«Con questo sole direi di no», è la risposta del giorno di Umberto Bossi a chi gli chiede se si andrà alle elezioni a marzo. Per una volta l’ottimismo del premier coincide con quello del ministro delle Riforme. E nel personalissimo "barometro" del leader della Lega, nonché nel quotidiano borsino della politica, ieri l’ipotesi delle urne ha perso colpi. Il cuore di tutto resta sempre il varo del federalismo. Ma su questo punto le rassicurazioni fornite l’altroieri da Berlusconi sembrano aver raggiunto Bossi: «Se non ci sono i numeri preferisco le elezioni», ha proseguito il titolare delle Riforme, prima di aggiungere però che «scommetto che ci saranno i numeri per approvare i decreti attuativi, perché sanno che se non passa lì si va al voto.
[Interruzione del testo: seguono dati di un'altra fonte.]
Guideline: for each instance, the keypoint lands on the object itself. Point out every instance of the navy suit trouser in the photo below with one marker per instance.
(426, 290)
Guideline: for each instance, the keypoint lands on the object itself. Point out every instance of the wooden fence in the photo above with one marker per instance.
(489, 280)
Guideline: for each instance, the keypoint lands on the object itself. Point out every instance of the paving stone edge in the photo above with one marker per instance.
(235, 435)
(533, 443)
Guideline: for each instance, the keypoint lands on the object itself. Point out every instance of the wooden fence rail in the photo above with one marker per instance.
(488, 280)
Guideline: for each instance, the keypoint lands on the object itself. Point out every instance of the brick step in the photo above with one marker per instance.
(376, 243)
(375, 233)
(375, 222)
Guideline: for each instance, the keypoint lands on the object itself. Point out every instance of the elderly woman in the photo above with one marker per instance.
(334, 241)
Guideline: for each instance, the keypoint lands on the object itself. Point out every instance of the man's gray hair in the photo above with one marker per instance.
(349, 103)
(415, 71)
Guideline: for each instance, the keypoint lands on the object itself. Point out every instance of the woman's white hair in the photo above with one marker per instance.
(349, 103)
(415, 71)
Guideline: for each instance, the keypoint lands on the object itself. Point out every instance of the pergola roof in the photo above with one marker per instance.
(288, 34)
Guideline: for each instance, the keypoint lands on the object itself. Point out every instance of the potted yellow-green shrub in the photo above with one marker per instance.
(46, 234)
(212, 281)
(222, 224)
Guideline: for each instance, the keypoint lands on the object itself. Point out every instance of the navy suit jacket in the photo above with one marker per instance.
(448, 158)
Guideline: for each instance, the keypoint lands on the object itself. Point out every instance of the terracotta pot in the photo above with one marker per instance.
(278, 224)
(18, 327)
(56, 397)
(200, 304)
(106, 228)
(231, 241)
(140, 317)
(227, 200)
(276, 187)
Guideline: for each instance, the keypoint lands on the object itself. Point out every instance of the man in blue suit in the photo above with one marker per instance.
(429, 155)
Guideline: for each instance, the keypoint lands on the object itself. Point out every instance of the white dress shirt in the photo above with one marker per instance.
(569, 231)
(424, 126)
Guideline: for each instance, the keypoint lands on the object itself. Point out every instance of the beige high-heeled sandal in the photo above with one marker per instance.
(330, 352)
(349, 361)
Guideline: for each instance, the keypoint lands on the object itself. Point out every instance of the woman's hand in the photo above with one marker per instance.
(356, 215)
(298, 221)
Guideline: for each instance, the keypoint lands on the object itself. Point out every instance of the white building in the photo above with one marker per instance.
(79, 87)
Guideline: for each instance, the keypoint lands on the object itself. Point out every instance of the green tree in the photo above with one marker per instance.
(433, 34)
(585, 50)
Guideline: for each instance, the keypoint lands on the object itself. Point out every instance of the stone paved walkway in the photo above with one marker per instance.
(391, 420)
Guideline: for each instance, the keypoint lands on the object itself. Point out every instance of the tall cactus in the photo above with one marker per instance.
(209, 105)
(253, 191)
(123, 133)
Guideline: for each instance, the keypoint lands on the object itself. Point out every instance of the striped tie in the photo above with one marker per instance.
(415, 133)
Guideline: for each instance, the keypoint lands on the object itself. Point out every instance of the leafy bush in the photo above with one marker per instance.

Facciamo prima il federalismo, poi ci pensiamo». Urne più lontane, dunque (almeno fino alla prossima "uscita" di Bossi), anche perché l’Umberto smonta le illazioni sull’asse fra i
lumbard e il ministro dell’Economia, Giulio Tremonti, che ambirebbe sostituirsi al Cavaliere: «Tremonti non farebbe mai uno scherzo e uno sgarbo a Berlusconi».È il giorno della frenata, insomma, rispetto ai timori dei giorni scorsi, anche se per Italo Bocchino, "numero due" di Fli, resta «evidente che Bossi e Tremonti stanno spingendo Berlusconi verso il voto, mentre il premier preferirebbe l’accanimento terapeutico, continuando a galleggiare». E i ragionamenti di Bossi da Calalzo di Cadore, fatti all’immediata vigilia della tradizionale "cena degli ossi" che ieri sera ha visto lo "stato maggiore" del Carroccio riunito proprio con il titolare del Tesoro (si era parlato di un possibile arrivo anche di Berlusconi, ma Bossi l’ha escluso), non contraddicono le parole di Roberto Calderoli. Il ministro della Semplificazione, in un’intervista pubblicata ieri da
il Sole-24 ore, aveva spiegato le esternazioni dei giorni scorsi di Bossi sostenendo che non erano un ultimatum: «Macché, era solo buon senso». Per Calderoli l’aut aut del leader leghista va letto anche al contrario: cioè in caso di via libera alla riforma federalista, il voto anticipato si allontanerebbe. Un messaggio legato al fatto che gennaio è un mese chiave per la riforma: entro il 28 la commissione bicamerale dovrà varare il decreto sul federalismo municipale, che assegna ai Comuni i tributi immobiliari e dà vita alla nuova Imu (c’è già stata una proroga di 20 giorni e non sono possibili altre). Una prospettiva resa più incerta dalla sostanziale parità - 15 a testa - che vige ora nella Bicamerale fra i due schieramenti.Un margine d’incertezza permane, però. E Bossi lo spiega a modo suo, come sempre: «In certi giorni c’è il sole – ha sentenziato – e in certi altri ce n’è di meno. La politica è lo stesso, è fatta di persone. Io, comunque, sono ottimista di natura».